Mutasah noted that AJWS’s commitment to tikkun olam — repairing the world — complements his own understanding that humanity is bound together. That AJWS’s mission is informed by Jewish experience and moral courage embodies what Rabbi Abraham Joshua Heschel called “praying with my feet.”
“The idea we can ‘pray with our feet’ as an organization founded in Jewish values and commitments is part of the strength of AJWS,” he said.

Now is the Time
With human rights under assault globally, moral courage is needed more than ever. From rising authoritarianism to escalating violence against LGBTQI+ communities, from the pain of communities seeing their rivers contaminated by rapacious extraction to rollbacks on reproductive rights, Mutasah called out an alarming degeneration of the post-World War II order that speaks directly to the way AJWS operates.
“In a context like that,” he said, “AJWS’s work is cut out for it. We are in a moment where the historical infrastructure of norms and values on which we once depended is being torn asunder.”

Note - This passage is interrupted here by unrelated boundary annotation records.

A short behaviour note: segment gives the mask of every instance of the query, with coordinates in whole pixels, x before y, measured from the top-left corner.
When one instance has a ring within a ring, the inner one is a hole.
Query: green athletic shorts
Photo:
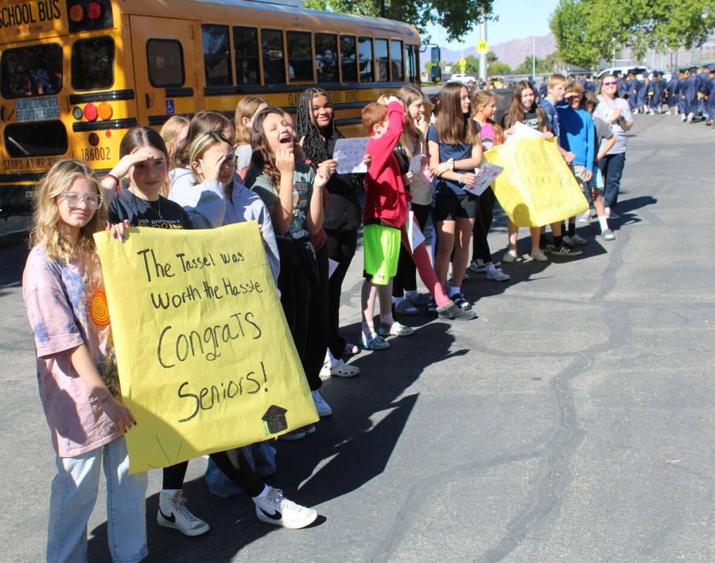
[[[398,273],[400,229],[383,225],[366,225],[363,227],[363,249],[365,253],[365,276],[375,285],[387,285]]]

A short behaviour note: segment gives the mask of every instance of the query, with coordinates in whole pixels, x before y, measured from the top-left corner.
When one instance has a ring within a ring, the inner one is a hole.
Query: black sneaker
[[[455,293],[452,295],[452,300],[460,309],[464,310],[471,310],[472,309],[472,304],[465,299],[464,295],[461,293]]]
[[[471,320],[477,318],[477,313],[474,311],[465,310],[458,307],[454,301],[450,301],[443,307],[438,307],[437,313],[440,318],[445,320]]]
[[[580,256],[583,253],[583,251],[577,250],[568,245],[562,244],[558,248],[554,248],[551,250],[551,253],[555,256]]]

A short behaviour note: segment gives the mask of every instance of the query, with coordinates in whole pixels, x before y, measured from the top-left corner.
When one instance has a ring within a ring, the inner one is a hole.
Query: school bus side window
[[[360,81],[373,82],[373,38],[360,37],[358,44],[358,56],[360,57]]]
[[[201,38],[204,43],[206,85],[232,85],[233,73],[231,71],[228,26],[206,24],[201,26]]]
[[[9,49],[0,67],[4,98],[49,96],[62,89],[62,48],[56,43]]]
[[[236,54],[236,84],[260,84],[258,30],[255,27],[233,28],[233,50]]]
[[[261,29],[261,43],[263,48],[264,83],[285,84],[283,32],[280,29]]]
[[[390,41],[390,62],[393,67],[393,80],[400,82],[405,79],[405,67],[402,58],[402,41]]]
[[[319,84],[338,82],[337,35],[315,34],[315,67]]]
[[[292,82],[314,82],[310,34],[307,31],[288,31],[285,39],[288,52],[288,78]]]
[[[149,39],[147,41],[149,82],[156,88],[184,85],[184,49],[175,39]]]
[[[390,81],[390,59],[388,57],[388,40],[375,40],[375,66],[378,71],[378,82]]]
[[[358,82],[358,65],[355,64],[355,38],[340,36],[340,67],[343,82]]]
[[[414,82],[417,80],[417,59],[415,57],[415,46],[405,46],[405,59],[407,62],[408,82]]]

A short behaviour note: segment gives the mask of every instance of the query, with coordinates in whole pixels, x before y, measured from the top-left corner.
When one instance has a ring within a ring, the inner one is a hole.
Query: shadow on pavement
[[[431,320],[425,318],[425,323]],[[388,350],[363,352],[351,361],[360,367],[361,375],[325,381],[320,392],[334,414],[317,424],[312,436],[296,442],[273,442],[278,451],[278,472],[267,481],[282,489],[291,500],[313,506],[347,494],[382,474],[418,398],[416,393],[403,396],[405,389],[427,366],[468,351],[450,350],[454,338],[449,326],[433,322],[410,337],[391,337]],[[357,334],[360,324],[342,330]],[[421,353],[408,355],[415,346]],[[158,494],[154,494],[147,501],[147,561],[230,562],[242,547],[275,529],[258,521],[249,497],[214,496],[203,478],[187,481],[184,491],[191,511],[209,523],[210,531],[192,538],[159,527],[156,524]],[[313,527],[330,524],[329,513],[321,516]],[[106,522],[92,531],[88,559],[111,560]]]

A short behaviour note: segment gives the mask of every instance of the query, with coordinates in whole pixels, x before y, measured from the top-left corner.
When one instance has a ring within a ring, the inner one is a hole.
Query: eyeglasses
[[[238,165],[238,155],[233,155],[221,163],[222,168],[235,168]]]
[[[84,202],[87,209],[94,210],[97,209],[102,202],[102,197],[99,194],[87,194],[87,195],[77,192],[63,192],[60,194],[61,197],[70,207],[79,207],[80,202]]]

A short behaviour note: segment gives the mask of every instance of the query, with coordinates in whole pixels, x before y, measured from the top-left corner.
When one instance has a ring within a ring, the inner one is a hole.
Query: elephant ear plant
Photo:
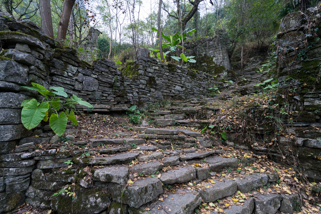
[[[64,108],[63,106],[70,103],[78,103],[89,108],[92,108],[90,103],[84,101],[75,95],[71,97],[67,102],[60,100],[57,97],[66,98],[68,95],[62,87],[52,87],[49,88],[52,91],[47,90],[43,86],[32,82],[32,87],[22,86],[31,90],[35,90],[42,95],[44,98],[40,103],[35,99],[30,99],[23,101],[21,104],[23,107],[21,112],[21,121],[23,125],[29,130],[35,128],[41,122],[49,120],[50,127],[55,133],[59,136],[62,135],[67,126],[67,118],[74,124],[78,125],[75,113],[72,110]],[[63,102],[65,103],[62,104]],[[61,108],[63,111],[58,115],[58,112]]]

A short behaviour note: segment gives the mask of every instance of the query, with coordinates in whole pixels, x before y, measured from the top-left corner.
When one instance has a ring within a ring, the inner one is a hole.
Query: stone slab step
[[[184,156],[181,157],[180,159],[182,161],[191,160],[196,158],[204,158],[214,153],[214,152],[213,151],[207,151],[203,152],[191,152],[189,153]]]
[[[161,134],[162,135],[176,135],[178,133],[178,131],[175,129],[147,129],[145,131],[146,134]]]
[[[236,183],[234,181],[227,179],[223,181],[213,180],[215,184],[211,182],[204,184],[200,191],[200,194],[203,201],[206,202],[214,202],[218,199],[232,195],[238,190]]]
[[[152,204],[150,210],[138,212],[136,210],[129,208],[129,211],[130,214],[191,214],[201,202],[202,199],[197,192],[179,190],[175,193],[169,194],[163,201],[158,201],[156,204]],[[159,208],[160,208],[159,209]]]
[[[255,188],[263,186],[267,183],[268,176],[266,174],[256,173],[247,175],[243,179],[238,178],[236,181],[238,189],[242,193],[247,193]]]
[[[165,119],[174,119],[175,120],[183,120],[185,119],[185,115],[165,115],[164,116]]]
[[[144,131],[148,127],[143,126],[134,126],[130,128],[132,128],[132,130],[133,131]]]
[[[86,158],[81,160],[80,162],[85,165],[106,165],[119,164],[131,162],[139,155],[138,152],[126,152],[107,157],[97,157],[94,159]]]
[[[141,146],[139,147],[140,151],[155,151],[158,149],[156,146]]]
[[[206,158],[206,162],[210,170],[216,171],[224,167],[236,167],[238,165],[238,159],[234,158],[223,158],[219,156]]]
[[[156,119],[154,123],[159,126],[172,126],[175,125],[176,121],[175,119]]]
[[[202,134],[197,132],[192,132],[184,129],[178,129],[178,131],[182,134],[191,137],[200,137],[202,136]]]
[[[158,160],[164,157],[164,155],[160,152],[153,152],[147,155],[141,156],[138,158],[140,162],[144,162],[151,160]]]
[[[225,214],[252,214],[254,209],[253,198],[245,200],[243,203],[243,205],[231,206],[230,209],[224,210],[224,212]]]
[[[149,177],[137,181],[126,188],[118,184],[110,183],[108,190],[113,200],[138,208],[157,199],[163,193],[163,187],[157,178]]]
[[[164,184],[182,184],[196,178],[196,171],[192,167],[169,170],[161,174],[160,179]]]
[[[128,167],[115,166],[96,169],[93,175],[92,180],[124,185],[127,182],[128,175]]]
[[[179,164],[179,157],[178,156],[172,156],[167,158],[163,162],[163,165],[164,166],[176,166]]]
[[[150,162],[142,165],[136,165],[129,169],[131,172],[135,172],[137,174],[143,174],[144,175],[151,175],[161,169],[163,166],[160,162],[158,161]]]
[[[171,111],[148,111],[148,113],[152,115],[168,115],[172,114]]]
[[[130,146],[116,146],[111,148],[105,148],[99,150],[99,152],[101,154],[113,154],[117,152],[126,151],[132,148]]]
[[[254,199],[255,214],[274,214],[281,205],[281,199],[277,194],[263,195],[258,193]]]

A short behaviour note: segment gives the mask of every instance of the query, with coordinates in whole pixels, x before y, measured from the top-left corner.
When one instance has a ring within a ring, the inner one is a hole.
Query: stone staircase
[[[1,168],[6,191],[15,191],[7,183],[10,176],[21,175],[13,181],[27,189],[26,202],[58,213],[70,212],[61,208],[70,203],[79,213],[108,209],[111,214],[194,213],[202,201],[208,208],[205,213],[292,213],[298,199],[295,191],[290,195],[264,190],[276,184],[276,171],[253,174],[242,166],[257,164],[255,156],[229,157],[231,148],[190,130],[130,128],[124,137],[120,134],[69,142],[73,149],[66,151],[43,143],[33,145],[38,147],[35,151],[0,155],[0,166],[6,167]],[[78,147],[82,144],[87,145]],[[237,175],[231,174],[238,169]],[[61,189],[75,193],[74,199],[64,192],[52,196]],[[233,202],[223,208],[218,200]]]

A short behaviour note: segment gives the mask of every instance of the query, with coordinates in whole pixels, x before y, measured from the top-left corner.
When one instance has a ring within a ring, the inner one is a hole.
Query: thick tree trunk
[[[73,42],[74,41],[74,35],[73,33],[73,29],[74,28],[74,19],[72,14],[70,14],[70,18],[69,19],[69,44],[72,47],[73,46]]]
[[[42,30],[48,36],[53,38],[54,30],[52,27],[50,0],[40,0],[40,7]]]
[[[160,12],[161,12],[162,0],[160,0],[159,5],[158,6],[158,17],[157,19],[157,28],[158,30],[158,36],[159,39],[160,53],[160,59],[164,60],[164,55],[163,54],[162,45],[161,44],[161,31],[160,31]]]
[[[64,3],[61,17],[58,24],[57,33],[57,40],[61,43],[66,39],[69,20],[75,1],[75,0],[65,0]]]

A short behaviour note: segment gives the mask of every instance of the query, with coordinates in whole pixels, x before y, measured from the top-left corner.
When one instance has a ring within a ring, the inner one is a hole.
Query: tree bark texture
[[[160,59],[164,60],[164,55],[163,54],[163,47],[162,45],[161,31],[160,31],[160,12],[161,12],[162,0],[160,0],[158,6],[158,17],[157,19],[157,28],[158,30],[158,36],[159,39],[160,53]]]
[[[60,43],[66,39],[69,20],[75,1],[75,0],[65,0],[64,3],[61,17],[58,24],[57,33],[57,40]]]

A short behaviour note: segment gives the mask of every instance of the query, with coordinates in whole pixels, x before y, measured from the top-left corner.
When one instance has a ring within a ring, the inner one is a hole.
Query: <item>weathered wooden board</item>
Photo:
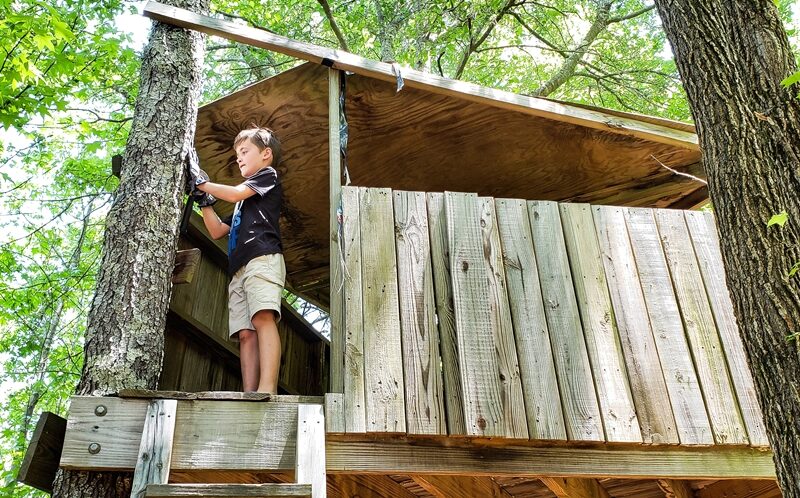
[[[394,232],[409,434],[447,434],[424,192],[394,193]]]
[[[478,199],[478,205],[489,294],[489,300],[485,305],[488,305],[491,316],[494,349],[497,355],[501,399],[503,400],[503,420],[505,421],[504,431],[507,437],[528,439],[522,379],[519,372],[517,347],[514,342],[514,326],[508,303],[503,250],[500,246],[500,232],[497,226],[494,199],[481,197]]]
[[[367,432],[405,432],[392,191],[359,188]]]
[[[603,421],[572,286],[558,205],[530,201],[528,215],[567,436],[576,441],[603,441]]]
[[[388,441],[327,442],[328,472],[423,473],[515,477],[774,479],[770,452],[712,448],[608,445],[586,448],[425,447]]]
[[[509,436],[492,317],[487,306],[480,205],[474,194],[446,192],[447,237],[458,363],[467,434]]]
[[[525,201],[497,199],[511,317],[531,439],[567,439]]]
[[[174,399],[148,402],[139,458],[133,471],[131,498],[144,498],[148,484],[166,484],[169,480],[177,411],[178,401]]]
[[[339,92],[341,72],[328,70],[328,266],[330,268],[331,310],[331,391],[344,392],[344,335],[345,316],[343,295],[338,290],[342,283],[343,268],[339,226],[339,207],[342,203],[342,164],[339,134]],[[289,232],[291,233],[291,232]],[[288,248],[288,247],[287,247]]]
[[[692,244],[697,255],[697,262],[703,276],[706,294],[711,302],[711,309],[725,349],[728,368],[736,388],[739,408],[747,426],[747,435],[753,446],[769,446],[761,408],[756,397],[753,377],[747,364],[744,345],[739,336],[736,316],[733,314],[728,287],[725,284],[725,269],[722,266],[722,254],[719,250],[717,229],[711,213],[686,211],[686,224],[692,236]]]
[[[42,412],[33,430],[25,457],[19,466],[17,481],[53,493],[53,480],[61,459],[67,421],[51,412]]]
[[[458,363],[458,340],[456,339],[456,319],[453,310],[453,285],[450,275],[450,249],[447,239],[444,194],[429,193],[427,201],[447,431],[453,435],[464,435],[467,433],[467,429],[464,420],[461,369]]]
[[[322,405],[297,405],[295,479],[310,484],[312,498],[325,498],[325,412]]]
[[[697,377],[717,444],[747,444],[714,315],[682,211],[660,209],[656,221],[678,298]]]
[[[344,424],[347,432],[366,432],[364,315],[361,276],[361,215],[358,187],[342,188],[344,244]],[[331,353],[333,354],[333,353]]]
[[[637,208],[624,213],[680,442],[714,444],[654,212]]]
[[[593,215],[642,440],[678,443],[622,209],[594,207]]]
[[[561,224],[606,440],[642,442],[588,204],[561,204]]]

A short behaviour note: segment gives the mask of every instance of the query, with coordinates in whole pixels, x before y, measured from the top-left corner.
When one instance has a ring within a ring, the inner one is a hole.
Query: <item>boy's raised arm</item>
[[[206,206],[200,208],[200,211],[203,212],[203,224],[206,226],[206,230],[208,230],[208,234],[211,235],[212,239],[221,239],[230,233],[231,227],[219,219],[214,208]]]

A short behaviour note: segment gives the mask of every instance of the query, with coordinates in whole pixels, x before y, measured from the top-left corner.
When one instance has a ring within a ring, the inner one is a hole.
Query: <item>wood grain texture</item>
[[[429,193],[427,202],[447,431],[448,434],[464,435],[467,433],[467,429],[464,419],[461,369],[458,363],[458,340],[456,338],[455,311],[453,310],[453,282],[450,275],[450,249],[444,194]]]
[[[591,207],[560,204],[559,211],[606,441],[641,443]]]
[[[359,188],[359,201],[367,432],[405,432],[392,192]]]
[[[468,435],[512,437],[504,418],[500,367],[487,306],[480,204],[474,194],[445,193],[450,275],[464,420]]]
[[[147,487],[148,497],[171,498],[173,496],[192,496],[204,498],[243,498],[243,497],[296,497],[312,496],[308,484],[151,484]]]
[[[311,485],[312,498],[325,498],[325,413],[322,405],[297,405],[295,479]]]
[[[714,216],[711,213],[698,211],[686,211],[684,216],[692,237],[706,294],[714,312],[717,331],[725,350],[739,409],[747,427],[748,439],[753,446],[769,446],[753,377],[747,364],[736,316],[733,314],[733,303],[725,283],[725,269],[722,266]]]
[[[342,393],[325,393],[325,432],[345,432]]]
[[[53,493],[53,480],[58,471],[66,430],[66,419],[51,412],[42,412],[39,415],[19,466],[17,481],[46,493]]]
[[[407,432],[447,434],[424,192],[394,192],[394,232]]]
[[[544,477],[542,483],[558,498],[611,498],[596,479]]]
[[[653,210],[624,210],[661,370],[681,444],[714,443]]]
[[[364,372],[364,309],[361,275],[361,201],[358,187],[342,189],[344,243],[344,425],[347,432],[367,430]]]
[[[511,307],[508,303],[503,250],[500,246],[500,231],[494,199],[480,197],[481,239],[483,243],[484,266],[486,268],[486,303],[491,314],[491,327],[497,367],[500,379],[501,399],[503,400],[503,420],[505,433],[510,438],[528,439],[528,425],[525,417],[525,401],[522,395],[517,347],[514,341],[514,326],[511,321]]]
[[[678,443],[675,419],[622,209],[594,207],[593,216],[642,440],[646,443]]]
[[[603,421],[555,202],[528,202],[536,265],[555,357],[567,437],[604,441]]]
[[[594,448],[426,447],[411,442],[327,443],[328,472],[423,473],[515,477],[774,479],[769,452],[743,446]]]
[[[711,420],[714,441],[717,444],[747,444],[747,430],[739,414],[725,353],[683,212],[658,210],[656,222],[703,390],[708,418]]]
[[[530,438],[565,440],[528,209],[516,199],[497,199],[495,207]]]
[[[133,471],[132,498],[147,496],[148,484],[166,484],[172,468],[172,443],[178,401],[155,399],[148,402],[139,444],[139,458]]]
[[[486,498],[511,498],[491,477],[414,475],[411,478],[435,498],[475,496]]]
[[[339,79],[341,73],[328,70],[328,239],[331,283],[331,391],[344,392],[344,298],[340,292],[343,268],[340,254],[341,227],[339,208],[342,203],[342,164],[339,143]]]

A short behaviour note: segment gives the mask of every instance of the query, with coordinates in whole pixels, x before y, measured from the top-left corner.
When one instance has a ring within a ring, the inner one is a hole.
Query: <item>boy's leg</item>
[[[239,331],[239,361],[242,365],[242,391],[258,390],[259,354],[258,334],[255,330]]]
[[[278,371],[281,366],[281,338],[278,335],[278,324],[275,312],[261,310],[253,315],[256,327],[259,352],[258,392],[278,393]]]

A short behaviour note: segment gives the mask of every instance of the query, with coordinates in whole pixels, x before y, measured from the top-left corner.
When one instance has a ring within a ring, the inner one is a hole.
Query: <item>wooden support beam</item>
[[[565,479],[545,477],[542,483],[558,498],[611,498],[611,495],[595,479]]]
[[[295,479],[310,484],[312,498],[325,498],[325,414],[322,405],[297,406]]]
[[[339,250],[339,207],[342,199],[341,142],[339,136],[339,92],[342,74],[328,71],[328,157],[330,161],[330,319],[331,319],[331,377],[330,391],[344,392],[344,296],[342,293],[342,257]]]
[[[341,50],[299,42],[262,29],[196,14],[186,9],[158,2],[148,2],[144,8],[144,15],[156,21],[280,52],[290,57],[325,64],[332,68],[352,71],[392,83],[397,81],[397,69],[393,64],[365,59]],[[697,135],[680,129],[680,126],[672,127],[665,126],[665,124],[648,123],[632,116],[619,115],[619,113],[613,115],[560,102],[527,97],[493,88],[481,87],[472,83],[451,80],[410,68],[402,68],[402,77],[405,85],[410,88],[420,88],[471,102],[510,109],[614,134],[634,136],[691,150],[700,149]]]
[[[341,498],[416,498],[385,475],[329,475],[328,486],[331,496]]]
[[[659,479],[658,487],[664,492],[665,498],[694,498],[694,490],[686,481]]]
[[[698,490],[697,498],[781,498],[781,490],[775,481],[718,481]]]
[[[148,484],[166,484],[172,466],[172,441],[175,435],[175,419],[178,401],[154,399],[147,405],[139,457],[133,472],[131,498],[148,496]],[[98,443],[97,451],[101,450]],[[91,446],[89,451],[91,452]]]
[[[175,255],[175,268],[172,270],[172,283],[191,283],[200,264],[200,256],[201,251],[196,247],[178,251]]]
[[[484,496],[491,498],[510,498],[511,495],[500,487],[491,477],[413,475],[411,478],[425,491],[436,498],[459,496]]]
[[[151,484],[148,498],[192,496],[201,498],[311,496],[308,484]]]
[[[61,466],[131,471],[147,401],[74,396]],[[178,401],[175,471],[291,471],[297,404]],[[99,405],[104,416],[95,413]],[[231,424],[230,420],[237,420]],[[265,421],[268,421],[265,422]],[[91,454],[91,443],[102,451]],[[508,441],[327,435],[326,470],[346,474],[458,474],[642,479],[775,479],[772,453],[740,446],[542,447]],[[209,447],[214,448],[209,451]]]
[[[19,467],[17,481],[47,493],[53,492],[66,430],[67,419],[55,413],[42,412]]]

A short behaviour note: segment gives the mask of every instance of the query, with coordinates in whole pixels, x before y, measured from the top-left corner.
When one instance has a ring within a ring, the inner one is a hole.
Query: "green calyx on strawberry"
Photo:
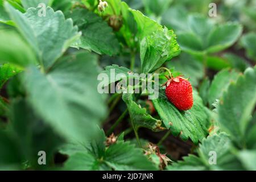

AJWS knows this shift up close. In 2025, following the federal government’s shutdown of USAID, one in five grantee partners lost 30 percent or more of their funding — some 99 partners. Thirty-one of those lost more than 50 percent of their funding. In addition, public policies that helped grantees thrive are being rewritten by the United States as well as by the countries where AJWS works, thwarting the grassroots organizing that grantees do so well. Now is the time, Mutasah argued, for civil society to unite and draw on the wellspring of ideas, principles, and moral leadership of their communities, and act as a unified front.
“I know that solidarity matters because I have myself been on the receiving end of state brutality when I was a student leader in Zimbabwe,” Mutasah said. “I’ve known what it means to struggle for human rights and to work to your convictions about human worth and dignity and face the brutality of those that hold power — and sometimes as you turn around looking for solidarity, looking for support, you may not find it.”
In this moment, AJWS must help renew and revitalize the global vision of human rights, restore momentum in local struggles for justice, and win new allies among those who feel discouraged and yet are ready to make change. He points to long-term support of grantees, in-country staff working closely with local activists, and dogged advocacy in D.C. as key to building the infrastructure that will withstand, and eventually overcome, the backlash against human rights.
“In addition to the deeper impact we will seek in the Global South, at a moment when our mission could not matter more, AJWS also offers our communities of conscience here in the United States something larger to reach for — the chance to serve as ambassadors of justice to the world, walking today with our partners in the Global South just as Rabbi Heschel walked with the civil rights marchers here in the United States.”
And, as always, he is leaning on his mother’s wisdom to meet the challenges ahead.
“She was my first inspiration for understanding that hope is actually the currency that one uses to come out of difficult situations and circumstances,” Mutasah said. “It is not bitterness. It is not resentment. It is not anything else but hope. Hope itself can be a radical proposition.”
In that spirit, Mutasah believes, the path ahead is clear: “Let us go forth — our mission beckons.”